Eric Rudolph, who was behind a string of spectacular bombings in the south, including the Atlanta Olympics in 1996, pleaded guilty Wednesday to planting and setting all of them. NBC's Pete Williams reports on the government's case that led to the guilty pleas.
CENTENNIAL OLYMPIC PARK
The scene in Centennial Olympic Park in Atlanta after the fatal blast of July 27, 1996.Joe Traver / AP file

Eric Rudolph, who was behind a string of spectacular bombings in the South, including the Atlanta Olympics in 1996, pleaded guilty Wednesday to planting and setting all of them. He admitted in federal court that he was responsible for three bomb attacks in Atlanta — at the Olympics, an abortion clinic and a gay nightclub — and for the 1988 bombing of an abortion clinic in Birmingham, Ala. Now there are new details about the case that federal agents spent years building against the fugitive bomber.

Federal investigators believe that on Jan. 29, 1998, Eric Rudolph stood behind a tree in Birmingham, held a model airplane radio controller as he watched Officer Robert Sanderson step to a certain spot at a nearby women's clinic where abortions were performed and then used the remote to set off a powerful hidden bomb. Sanderson was killed.

A few seconds later, a college student at the University of Alabama in Birmingham noticed that while people were running toward the bombing scene, one man was walking away who later took off and threw away a wig. The student got his license number. That led to a pickup truck and a name — Eric Robert Rudolph. From there, the federal Bureau of Alcohol, Tobacco and Firearms, the FBI and state authorities began carefully building their case.

"I think the government's case was an overwhelming case," says former ATF official Jack Killorin. "And I think by his actions today, Eric Rudolph indicated that he agrees with that."

Among the strong points — the wig. A similar one was found in Rudolph's trailer. So were traces of dynamite all over the inside, even on the bed sheet.

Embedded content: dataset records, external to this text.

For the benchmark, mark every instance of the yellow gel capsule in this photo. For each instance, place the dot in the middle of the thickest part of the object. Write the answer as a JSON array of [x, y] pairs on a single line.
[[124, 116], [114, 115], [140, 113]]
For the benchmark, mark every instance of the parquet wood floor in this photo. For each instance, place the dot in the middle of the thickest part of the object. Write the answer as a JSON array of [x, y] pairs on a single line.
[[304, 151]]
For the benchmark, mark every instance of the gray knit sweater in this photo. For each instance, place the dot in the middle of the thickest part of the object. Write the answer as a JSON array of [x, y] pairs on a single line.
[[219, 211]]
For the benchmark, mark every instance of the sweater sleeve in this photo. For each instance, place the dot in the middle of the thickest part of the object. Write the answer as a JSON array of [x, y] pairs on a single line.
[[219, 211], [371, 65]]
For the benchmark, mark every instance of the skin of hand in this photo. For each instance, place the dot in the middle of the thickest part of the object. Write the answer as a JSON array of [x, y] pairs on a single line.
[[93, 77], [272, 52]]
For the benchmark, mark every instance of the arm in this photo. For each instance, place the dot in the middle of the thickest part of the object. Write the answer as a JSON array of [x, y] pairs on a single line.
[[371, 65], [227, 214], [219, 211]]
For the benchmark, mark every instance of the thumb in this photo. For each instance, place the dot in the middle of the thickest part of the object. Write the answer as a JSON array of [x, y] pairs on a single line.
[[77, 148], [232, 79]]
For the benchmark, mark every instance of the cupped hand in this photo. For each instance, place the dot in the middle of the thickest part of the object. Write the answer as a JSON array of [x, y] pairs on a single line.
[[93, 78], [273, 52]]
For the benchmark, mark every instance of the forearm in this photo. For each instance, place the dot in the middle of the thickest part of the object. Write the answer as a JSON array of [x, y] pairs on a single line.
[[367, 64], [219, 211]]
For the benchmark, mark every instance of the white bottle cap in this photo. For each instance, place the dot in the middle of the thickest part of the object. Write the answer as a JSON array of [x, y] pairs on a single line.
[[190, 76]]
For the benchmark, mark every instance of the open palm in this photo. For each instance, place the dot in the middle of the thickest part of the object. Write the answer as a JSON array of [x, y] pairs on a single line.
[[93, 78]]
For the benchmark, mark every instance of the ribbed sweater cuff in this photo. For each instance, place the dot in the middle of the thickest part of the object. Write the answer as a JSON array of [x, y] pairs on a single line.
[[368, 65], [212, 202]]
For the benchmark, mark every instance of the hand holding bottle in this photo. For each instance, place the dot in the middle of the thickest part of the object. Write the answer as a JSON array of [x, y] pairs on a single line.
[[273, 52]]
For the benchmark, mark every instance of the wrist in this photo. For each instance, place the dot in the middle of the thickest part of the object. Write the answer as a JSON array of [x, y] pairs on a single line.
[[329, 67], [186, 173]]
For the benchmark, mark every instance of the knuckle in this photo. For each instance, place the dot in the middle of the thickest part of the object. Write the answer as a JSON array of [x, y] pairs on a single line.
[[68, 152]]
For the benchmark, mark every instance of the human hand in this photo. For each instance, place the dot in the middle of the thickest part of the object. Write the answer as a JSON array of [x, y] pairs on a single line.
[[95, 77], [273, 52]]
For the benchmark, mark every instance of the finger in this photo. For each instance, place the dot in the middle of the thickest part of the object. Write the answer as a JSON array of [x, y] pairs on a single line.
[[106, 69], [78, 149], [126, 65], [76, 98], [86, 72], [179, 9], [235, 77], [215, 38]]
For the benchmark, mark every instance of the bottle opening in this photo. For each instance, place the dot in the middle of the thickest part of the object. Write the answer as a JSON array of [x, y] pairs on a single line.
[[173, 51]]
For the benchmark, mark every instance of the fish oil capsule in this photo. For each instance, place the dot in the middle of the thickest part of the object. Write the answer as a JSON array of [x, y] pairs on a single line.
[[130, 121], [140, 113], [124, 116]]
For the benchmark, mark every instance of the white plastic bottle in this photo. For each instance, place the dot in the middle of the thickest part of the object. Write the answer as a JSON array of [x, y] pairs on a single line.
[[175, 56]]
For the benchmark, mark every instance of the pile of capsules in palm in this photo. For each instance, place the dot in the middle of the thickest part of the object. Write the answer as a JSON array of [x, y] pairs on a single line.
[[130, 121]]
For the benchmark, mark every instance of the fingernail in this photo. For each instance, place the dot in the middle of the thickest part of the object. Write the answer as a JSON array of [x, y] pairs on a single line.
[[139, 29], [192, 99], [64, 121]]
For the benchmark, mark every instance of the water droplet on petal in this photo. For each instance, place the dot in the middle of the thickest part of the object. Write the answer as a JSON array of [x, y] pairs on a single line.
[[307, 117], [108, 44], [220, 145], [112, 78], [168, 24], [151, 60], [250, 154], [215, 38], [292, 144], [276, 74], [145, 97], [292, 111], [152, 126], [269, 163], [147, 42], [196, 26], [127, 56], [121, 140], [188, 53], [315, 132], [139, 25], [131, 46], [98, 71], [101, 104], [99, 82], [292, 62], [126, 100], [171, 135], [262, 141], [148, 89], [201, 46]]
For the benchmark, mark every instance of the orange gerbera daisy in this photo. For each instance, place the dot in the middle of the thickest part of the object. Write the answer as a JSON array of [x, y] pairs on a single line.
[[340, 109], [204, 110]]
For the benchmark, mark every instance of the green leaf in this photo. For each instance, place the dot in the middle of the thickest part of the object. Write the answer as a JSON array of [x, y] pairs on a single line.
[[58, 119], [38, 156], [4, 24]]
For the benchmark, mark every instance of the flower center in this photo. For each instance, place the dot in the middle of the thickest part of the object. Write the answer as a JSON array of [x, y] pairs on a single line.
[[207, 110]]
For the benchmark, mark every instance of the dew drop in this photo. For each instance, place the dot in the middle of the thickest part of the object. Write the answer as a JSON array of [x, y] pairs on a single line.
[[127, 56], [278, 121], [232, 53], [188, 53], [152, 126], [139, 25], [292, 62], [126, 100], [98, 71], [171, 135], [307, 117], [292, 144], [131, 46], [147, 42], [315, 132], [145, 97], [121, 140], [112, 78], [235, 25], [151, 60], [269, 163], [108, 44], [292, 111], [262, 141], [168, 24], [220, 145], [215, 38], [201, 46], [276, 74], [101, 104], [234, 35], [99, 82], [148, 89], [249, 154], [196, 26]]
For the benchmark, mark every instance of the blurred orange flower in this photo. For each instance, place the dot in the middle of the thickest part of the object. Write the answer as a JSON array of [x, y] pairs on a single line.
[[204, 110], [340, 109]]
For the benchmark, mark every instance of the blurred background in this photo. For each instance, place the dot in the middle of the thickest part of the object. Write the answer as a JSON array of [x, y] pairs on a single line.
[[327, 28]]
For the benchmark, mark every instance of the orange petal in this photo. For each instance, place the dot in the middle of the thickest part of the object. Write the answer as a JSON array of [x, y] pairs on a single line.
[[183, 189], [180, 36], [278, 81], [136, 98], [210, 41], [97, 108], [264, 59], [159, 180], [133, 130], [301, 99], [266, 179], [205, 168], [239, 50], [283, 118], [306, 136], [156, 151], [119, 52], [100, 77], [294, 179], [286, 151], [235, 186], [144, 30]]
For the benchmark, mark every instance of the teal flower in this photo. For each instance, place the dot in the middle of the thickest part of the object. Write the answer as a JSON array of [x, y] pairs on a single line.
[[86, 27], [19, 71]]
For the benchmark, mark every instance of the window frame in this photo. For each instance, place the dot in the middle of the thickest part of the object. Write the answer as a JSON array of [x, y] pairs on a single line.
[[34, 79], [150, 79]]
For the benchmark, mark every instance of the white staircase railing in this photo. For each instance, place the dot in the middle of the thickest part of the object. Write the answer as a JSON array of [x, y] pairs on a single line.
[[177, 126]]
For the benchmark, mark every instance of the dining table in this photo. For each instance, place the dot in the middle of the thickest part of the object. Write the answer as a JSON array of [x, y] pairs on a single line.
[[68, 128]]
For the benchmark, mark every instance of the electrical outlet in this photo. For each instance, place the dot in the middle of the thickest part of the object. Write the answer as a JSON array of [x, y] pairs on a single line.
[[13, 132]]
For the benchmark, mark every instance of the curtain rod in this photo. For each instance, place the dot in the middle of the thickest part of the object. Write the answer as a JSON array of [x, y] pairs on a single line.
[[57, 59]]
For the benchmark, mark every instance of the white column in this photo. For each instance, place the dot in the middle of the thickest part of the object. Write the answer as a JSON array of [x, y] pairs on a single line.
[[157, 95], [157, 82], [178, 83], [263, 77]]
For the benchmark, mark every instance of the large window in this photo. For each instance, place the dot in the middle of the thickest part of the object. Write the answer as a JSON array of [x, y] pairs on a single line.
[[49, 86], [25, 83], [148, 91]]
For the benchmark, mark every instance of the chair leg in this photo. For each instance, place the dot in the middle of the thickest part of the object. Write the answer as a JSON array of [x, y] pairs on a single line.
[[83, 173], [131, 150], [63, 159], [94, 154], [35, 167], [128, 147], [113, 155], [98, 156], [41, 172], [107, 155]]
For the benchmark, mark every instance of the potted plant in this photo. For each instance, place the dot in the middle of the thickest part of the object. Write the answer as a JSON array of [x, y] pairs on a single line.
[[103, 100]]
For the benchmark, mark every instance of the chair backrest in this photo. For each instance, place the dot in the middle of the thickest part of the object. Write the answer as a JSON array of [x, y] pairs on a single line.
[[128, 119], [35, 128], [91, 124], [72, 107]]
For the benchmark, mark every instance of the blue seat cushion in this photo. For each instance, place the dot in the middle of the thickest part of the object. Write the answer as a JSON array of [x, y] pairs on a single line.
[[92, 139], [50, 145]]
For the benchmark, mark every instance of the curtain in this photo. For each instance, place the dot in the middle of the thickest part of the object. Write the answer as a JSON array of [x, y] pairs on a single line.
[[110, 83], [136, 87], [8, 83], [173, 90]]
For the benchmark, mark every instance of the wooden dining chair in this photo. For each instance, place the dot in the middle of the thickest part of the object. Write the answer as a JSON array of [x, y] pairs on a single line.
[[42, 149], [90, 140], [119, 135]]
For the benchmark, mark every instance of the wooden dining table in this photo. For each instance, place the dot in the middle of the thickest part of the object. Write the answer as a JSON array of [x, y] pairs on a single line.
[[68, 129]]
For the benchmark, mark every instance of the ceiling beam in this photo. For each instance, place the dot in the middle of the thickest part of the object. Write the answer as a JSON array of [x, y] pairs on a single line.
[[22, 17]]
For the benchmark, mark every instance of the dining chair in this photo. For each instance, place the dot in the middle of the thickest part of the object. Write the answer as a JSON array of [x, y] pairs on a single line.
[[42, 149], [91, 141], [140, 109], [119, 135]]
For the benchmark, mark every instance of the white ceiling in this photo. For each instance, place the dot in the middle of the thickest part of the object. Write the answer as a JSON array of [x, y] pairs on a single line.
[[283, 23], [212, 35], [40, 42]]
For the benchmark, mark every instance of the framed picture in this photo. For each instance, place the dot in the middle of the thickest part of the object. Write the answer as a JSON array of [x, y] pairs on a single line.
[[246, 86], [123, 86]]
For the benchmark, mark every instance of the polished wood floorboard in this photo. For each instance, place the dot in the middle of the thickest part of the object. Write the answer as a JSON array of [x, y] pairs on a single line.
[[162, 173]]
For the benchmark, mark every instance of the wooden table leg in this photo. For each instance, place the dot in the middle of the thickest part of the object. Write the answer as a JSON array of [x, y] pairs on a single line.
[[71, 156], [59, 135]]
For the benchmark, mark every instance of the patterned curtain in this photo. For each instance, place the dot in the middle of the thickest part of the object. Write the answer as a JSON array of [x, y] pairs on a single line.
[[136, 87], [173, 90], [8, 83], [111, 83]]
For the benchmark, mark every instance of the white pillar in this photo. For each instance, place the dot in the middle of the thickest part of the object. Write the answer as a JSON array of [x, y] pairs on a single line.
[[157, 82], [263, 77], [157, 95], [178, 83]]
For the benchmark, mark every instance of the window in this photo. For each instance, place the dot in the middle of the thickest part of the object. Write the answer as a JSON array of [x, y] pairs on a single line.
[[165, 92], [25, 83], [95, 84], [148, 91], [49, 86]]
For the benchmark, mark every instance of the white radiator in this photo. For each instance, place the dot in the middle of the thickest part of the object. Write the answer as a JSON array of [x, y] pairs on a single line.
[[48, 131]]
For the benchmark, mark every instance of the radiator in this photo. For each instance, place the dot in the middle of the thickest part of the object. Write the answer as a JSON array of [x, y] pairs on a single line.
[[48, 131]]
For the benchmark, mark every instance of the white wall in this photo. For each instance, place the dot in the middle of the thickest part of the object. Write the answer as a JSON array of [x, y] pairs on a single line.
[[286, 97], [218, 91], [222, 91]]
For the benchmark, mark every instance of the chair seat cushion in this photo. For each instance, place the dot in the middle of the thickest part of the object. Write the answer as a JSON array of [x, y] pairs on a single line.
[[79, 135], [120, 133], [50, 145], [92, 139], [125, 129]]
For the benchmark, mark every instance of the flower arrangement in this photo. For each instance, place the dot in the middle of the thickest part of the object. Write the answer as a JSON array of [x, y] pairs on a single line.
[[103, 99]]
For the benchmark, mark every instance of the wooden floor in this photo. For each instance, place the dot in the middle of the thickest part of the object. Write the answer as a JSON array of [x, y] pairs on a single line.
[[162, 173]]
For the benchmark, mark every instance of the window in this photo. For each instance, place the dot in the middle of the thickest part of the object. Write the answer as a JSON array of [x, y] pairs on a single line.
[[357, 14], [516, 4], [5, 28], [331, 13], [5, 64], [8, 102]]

Metal plates used in Rudolph's three Atlanta bombings matched the composition of steel plates made from a single plant and sold by a company in North Carolina, where a friend of Rudolph's worked.

RUDOLPH
**FILE** Serial bombing suspect Eric Rudolph is led to a police car after a hearing at a federal courthouse Tuesday, June 22, 2004, in Huntsville, Ala. (AP Photo/Haraz Ghanbari, File)Haraz Ghanbari / AP

Agents also found a peculiar kind of masonry nail in a storage locker Rudolph rented. Investigators focused on tool marks left by the manufacturer on those nails. They matched marks on nails made from the same production run that were found in the bombs planted January 16, 1997, at an Atlanta abortion clinic.

Another key — the gunpowder used in the Olympic bombing. A dealer remembered selling it to Rudolph and later said it was Rudolph's voice on a 911 emergency call placed just before that bomb went off.

Agents also discovered that Rudolph bought two hose clamps from a Wal-Mart in Murphy, N.C. Pieces of an identical kind of clamp were found in the body of Officer Sanderson in Birmingham.

"His objective from the beginning was mass murder, and his tools were vicious bombs," says the ATF agent-in-charge of the case, Jim Cavanaugh.

Why did Rudolph do it? Investigators believe his main target was the government.

April 19, 1993, was the day of the deadly federal siege at Waco, Texas. That very date — 4-19-93 — shows up in the "Army of God" letters Rudolph wrote. U.S. postal inspectors say the stamps used to send those letters went on sale the same day as the conflagration at Waco, indicating Rudolph may have begun his planning then.

A further sign of government hatred: Rudolph hid a fully functioning bomb across the street from the North Carolina building that housed the investigators looking for him. Agents found and detonated it late last week.

In a written statement released Wednesday, Rudolph said he bombed the Olympics to "embarass the Washington government in the eyes of the world" for sanctioning abortion.

Rudolph will be sentenced in July. He'll serve a life sentence, in a prison run by the government he hated.